ANALISIS PARAGRAF DALAM ARTIKEL
Menjadi Sarjana
Oleh : Akhmad Sudrajat
Hingga saat ini menjadi
sarjana mungkin masih manjadi dambaan dan harapan bagi sebagian besar orang,
tentu dengan alasan dan motif yang beragam, mulai dari motif yang
bersifat naif-pragmatis hingga motif altruistik-idealis. Dalam hal ini, motif
naif-pragmatis bisa dimaknai sebagai dorongan yang lebih tertuju kepada
kepentingan pribadi, misalnya untuk menjadi kaya-raya, atau mendapat kedudukan
dalam jabatan, melalui upaya dan tindakan yang menghalalkan segala cara.

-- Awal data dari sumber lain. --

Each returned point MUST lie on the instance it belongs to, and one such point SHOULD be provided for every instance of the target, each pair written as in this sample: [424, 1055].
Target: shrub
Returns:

Sementara
motif altruistik-idealis dapat dipahami sebagai motif yang didasari untuk
melayani dan memberikan manfaat bagi orang lain, melalui upaya belajar keras
dan penuh kesungguhan.
Sarjana adalah gelar akademik yang diberikan kepada lulusan
program pendidikan sarjana
(S-1). Untuk
memperoleh gelar sarjana, secara normatif dibutuhkan waktu perkuliahan selama
4-6 tahun atau telah menempuh perkuliahan dengan jumlah SKS sebanyak
140-160. Jika seseorang sudah dinyatakan lulus oleh sebuah perguruan tinggi,
maka dia berhak menyandang gelar sarjana.
Hingga
era akhir 70-an, keberadaan sarjana boleh dikatakan tergolong
makhluk langka di bumi Indonesia, mungkin karena pada waktu itu jumlah
perguruan tinggi (negeri maupun swasta) di Indonesia masih relatif
terbatas. Namun seiring dengan semakin diperluasnya jumlah program studi dan
terus berkembangnya jumlah perguruan tinggi hingga ke pelosok-pelosok daerah,
maka jumlah sarjana Indonesia pun semakin bertebaran, dengan bidang keahlian
yang beragam.
Sebelum tahun 1993,
sebutan gelar sarjana di Indonesia masih bisa dihitung dengan jari, sebut saja
misalnya: Drs., Dra, Ir., atau SH. Namun sejak tahun 1993 (Keputusan
Mendikbud No. 036/U/1993), ketentuan sebutan gelar akademik
menjadi lebih beragam, disesuaikan dengan bidang keahlian
masing-masing, (saat ini jumlahnya hingga mencapai puluhan, saya pun tak kuasa untuk mengingatnya satu per
satu).
Belakangan ini sedang
berkembang polemik terkait dengan adanya Surat Edaran dari Dirjen Dikti
No. 152/E/T/2012 tentang kewajiban publikasi ilmiah dalam Jurnal sebagai
syarat untuk lulus menjadi sarjana. “Seorang sarjana harus memiliki
kemampuan menulis secara ilmiah, termasuk menguasai tata cara penulisan ilmiah
yang baik”, demikian ungkap Dirjen Dikti Kemdikbud, Djoko Santoso,
ketika diwawancarai oleh Kompas.com.
Walau secara teknis, mungkin akan timbul berbagai persoalan dalam
mengimplementasikannya, tetapi secara pribadi pada dasarnya saya setuju dengan adanya ketentuan ini, dengan harapan
semoga dapat memperbaiki mutu sarjana kita, khususnya dalam mengembangkan
budaya intelektual, yang belakangan ini tampaknya cenderung memudar.
Perkembangan terbaru,
berdasarkan Peraturan Presiden No. 8 tahun 2012
tentang Kerangka Kualifikasi Nasional Indonesia, sarjana (S1) dikategorikan sebagai jabatan
teknisi atau analis (bukan dikategorikan sebagai ahli) yang berada
pada level (jenjang) 6 (enam), dengan gambaran kualifikasi, sebagai
berikut:
§ Mampu mengaplikasikan bidang keahliannya dan memanfaatkan
IPTEKS pada bidangnya dalam penyelesaian masalah serta mampu beradaptasi
terhadap situasi yang dihadapi.
§ Menguasai konsep teoritis bidang pengetahuan tertentu
secara umum dan konsep teoritis bagian khusus dalam bidang pengetahuan tersebut
secara mendalam, serta mampu memformulasikan penyelesaian masalah prosedural.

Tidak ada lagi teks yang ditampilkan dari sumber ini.